I think we have moved away from the culture of rewarding people at the end of the year. Just doing your once a year performance appraisal or annual bonus isn’t that rewarding. Everybody is looking for a tool that engages people on day to day basis. Peer to peer recognition is one of the most viral features as every person has this inherent need to thank somebody and that drives that culture very well. The recognition culture builds the team spirit very well. We use it in our own company of 40 people. If you want to make somebody work till very late and you want to reward them, say thank you.
This culture is definitely there across markets in Southeast Asia. While Singapore is ahead of everybody else and more in line with US, Canada, Australia which are more advanced markets in the space, as you move out of Singapore to Malaysia and Indonesia, people are still not used to this culture. The HR there doesn’t look beyond medical benefits and insurances. But I think it’s catching up. Malaysia is shaping up really well. In last one year, we have seen the market expanding, recognizing and using more of these new age technologies.
What other challenges are the employers facing in terms of wellbeing and employee engagement in Singapore or the surrounding countries?
On the technology side, the HR is flooded with too many systems which don't talk to each other. We talk all about data analytics and how wellness can tell you a lot, recognition can give you a lot of data where you register. But if the systems don't interact, that data is very fragmented.

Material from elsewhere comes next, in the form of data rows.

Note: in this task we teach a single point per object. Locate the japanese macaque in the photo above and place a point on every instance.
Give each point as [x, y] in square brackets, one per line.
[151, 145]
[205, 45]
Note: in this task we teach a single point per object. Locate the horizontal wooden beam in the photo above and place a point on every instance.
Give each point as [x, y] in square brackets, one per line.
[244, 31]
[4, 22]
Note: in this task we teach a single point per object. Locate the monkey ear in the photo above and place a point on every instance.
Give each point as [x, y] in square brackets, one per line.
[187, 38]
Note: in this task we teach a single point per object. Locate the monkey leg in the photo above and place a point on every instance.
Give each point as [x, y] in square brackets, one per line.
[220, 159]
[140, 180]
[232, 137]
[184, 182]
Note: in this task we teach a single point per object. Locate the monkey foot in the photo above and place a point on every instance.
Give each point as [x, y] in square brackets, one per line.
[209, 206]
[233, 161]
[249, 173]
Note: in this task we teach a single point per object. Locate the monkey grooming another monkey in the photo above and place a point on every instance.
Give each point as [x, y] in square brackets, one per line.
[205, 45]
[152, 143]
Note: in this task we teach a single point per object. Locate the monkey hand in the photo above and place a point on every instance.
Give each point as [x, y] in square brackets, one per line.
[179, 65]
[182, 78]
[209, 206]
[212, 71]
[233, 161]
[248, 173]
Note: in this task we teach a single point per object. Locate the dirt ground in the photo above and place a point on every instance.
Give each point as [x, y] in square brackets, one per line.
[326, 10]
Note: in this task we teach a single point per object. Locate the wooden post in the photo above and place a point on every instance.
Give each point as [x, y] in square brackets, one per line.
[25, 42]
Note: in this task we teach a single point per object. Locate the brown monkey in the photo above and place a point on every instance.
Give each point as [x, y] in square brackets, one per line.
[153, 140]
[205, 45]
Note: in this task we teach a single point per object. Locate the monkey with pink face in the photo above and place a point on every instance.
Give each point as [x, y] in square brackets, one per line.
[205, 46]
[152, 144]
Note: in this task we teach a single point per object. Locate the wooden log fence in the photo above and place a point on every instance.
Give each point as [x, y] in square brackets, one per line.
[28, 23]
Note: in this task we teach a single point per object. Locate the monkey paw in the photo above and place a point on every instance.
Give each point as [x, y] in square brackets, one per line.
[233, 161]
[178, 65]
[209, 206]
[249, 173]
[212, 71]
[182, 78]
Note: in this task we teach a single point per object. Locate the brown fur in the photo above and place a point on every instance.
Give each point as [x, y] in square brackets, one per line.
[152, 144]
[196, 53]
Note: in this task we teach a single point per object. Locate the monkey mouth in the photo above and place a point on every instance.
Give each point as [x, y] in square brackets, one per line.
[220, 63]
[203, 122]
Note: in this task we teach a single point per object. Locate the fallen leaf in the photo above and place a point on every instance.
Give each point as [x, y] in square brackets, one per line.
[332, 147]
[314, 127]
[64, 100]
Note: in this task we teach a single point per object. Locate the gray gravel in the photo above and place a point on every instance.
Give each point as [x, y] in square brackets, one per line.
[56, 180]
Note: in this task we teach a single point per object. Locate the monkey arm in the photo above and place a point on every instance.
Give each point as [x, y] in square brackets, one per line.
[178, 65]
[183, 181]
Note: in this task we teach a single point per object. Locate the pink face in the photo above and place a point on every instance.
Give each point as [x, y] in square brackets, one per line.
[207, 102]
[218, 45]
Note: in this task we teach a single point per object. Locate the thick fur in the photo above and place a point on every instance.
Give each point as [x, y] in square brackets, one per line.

That’s one challenge which I see even though we provide very good services to different HR providers. There is a lack of integration in the tech world, which makes life quite difficult and doesn’t help drive the best value of the product.

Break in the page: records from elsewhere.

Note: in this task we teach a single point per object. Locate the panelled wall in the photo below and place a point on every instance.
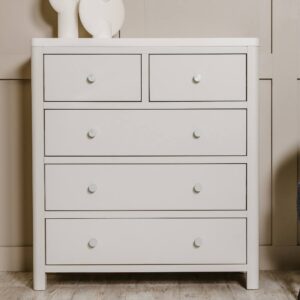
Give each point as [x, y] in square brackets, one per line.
[275, 22]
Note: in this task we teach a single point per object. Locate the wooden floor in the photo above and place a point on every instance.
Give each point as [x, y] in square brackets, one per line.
[274, 286]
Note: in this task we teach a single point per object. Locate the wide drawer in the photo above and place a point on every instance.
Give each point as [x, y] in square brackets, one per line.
[145, 132]
[145, 241]
[92, 77]
[146, 187]
[203, 77]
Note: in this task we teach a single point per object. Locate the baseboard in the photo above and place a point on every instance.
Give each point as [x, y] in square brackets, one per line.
[15, 258]
[271, 258]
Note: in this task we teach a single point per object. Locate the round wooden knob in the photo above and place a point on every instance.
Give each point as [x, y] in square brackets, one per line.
[92, 243]
[197, 78]
[196, 134]
[91, 78]
[92, 133]
[197, 242]
[92, 188]
[197, 188]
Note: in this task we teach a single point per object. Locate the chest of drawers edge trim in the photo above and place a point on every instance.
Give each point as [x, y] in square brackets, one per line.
[39, 213]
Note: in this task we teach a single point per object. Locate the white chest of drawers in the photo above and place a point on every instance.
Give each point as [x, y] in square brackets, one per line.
[145, 156]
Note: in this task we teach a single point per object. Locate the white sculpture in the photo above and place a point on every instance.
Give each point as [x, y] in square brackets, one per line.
[67, 17]
[102, 18]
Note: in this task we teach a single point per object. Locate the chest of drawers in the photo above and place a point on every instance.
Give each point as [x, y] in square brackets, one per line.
[145, 156]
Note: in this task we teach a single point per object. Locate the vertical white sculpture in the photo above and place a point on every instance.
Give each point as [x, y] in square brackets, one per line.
[67, 17]
[102, 18]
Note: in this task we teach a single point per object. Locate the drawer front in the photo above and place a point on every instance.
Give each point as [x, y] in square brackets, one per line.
[145, 132]
[146, 187]
[198, 77]
[145, 241]
[92, 77]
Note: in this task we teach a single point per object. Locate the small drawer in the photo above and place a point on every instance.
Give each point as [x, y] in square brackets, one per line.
[98, 77]
[145, 241]
[145, 132]
[146, 187]
[199, 77]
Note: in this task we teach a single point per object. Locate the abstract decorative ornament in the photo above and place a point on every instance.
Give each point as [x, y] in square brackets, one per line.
[67, 17]
[102, 18]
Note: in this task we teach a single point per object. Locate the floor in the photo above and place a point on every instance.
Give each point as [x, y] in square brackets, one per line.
[274, 286]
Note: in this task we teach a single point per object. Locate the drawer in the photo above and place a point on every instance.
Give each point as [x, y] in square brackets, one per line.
[145, 132]
[92, 77]
[203, 77]
[145, 241]
[146, 187]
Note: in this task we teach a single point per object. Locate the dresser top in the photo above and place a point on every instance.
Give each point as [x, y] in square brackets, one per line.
[150, 42]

What are your views about the employee adoption of HR technology? Have organizations been able to crack it?
I can only vouch for my area which is rewards and recognition and wellness-people have taken to it. Sometimes the company themselves didn't realize that people are already so much into mobile technology. Now because of 90-95% mobile penetration, we do not face a problem in technology adoption. Especially in the last 2-3 years in Southeast Asia, with the Android phones making such deep inroads. Undoubtedly, mobile first technology works here.
Who are your main competitors here?
In the wellness space, there is Virgin Pulse, which is a very wellness-focused player. Then there is AIA Vitality, who have their own product called Vitality which they sell to corporates. In the other rewards and recognition solution space, we compete with OC Tanner and BI Worldwide. Xoxoday from India has also been very aggressive in the Singapore market
What are your plans for the future? Any plans of entering India?
There are a few areas which we haven't conquered. One of our intentions is to go from being a Southeast Asia player to a global digital incentive player and provide a global platform in geographies like Latin America and Europe where our clients are keen on expanding. Our second focus will be on dealing with some of the challenges we face in wellness space like mental wellness. Also, we would like to add to the products that help tackle the stress at the workplace.
As far as India is concerned, it has a lot of players honestly. It’s a big market and for us to go there we’ll have to be really focused and we’ll need funding to support that market. Southeast Asia is itself a big play for us and we have our good network here from B2B sales sides, so I think we can easily grow and become a good player in Southeast Asia. In India, we already have a good rewards network wherein we have partnered and worked with local players like Quicksilver gift card India. However, our ambition is to be a big Southeast Asia player.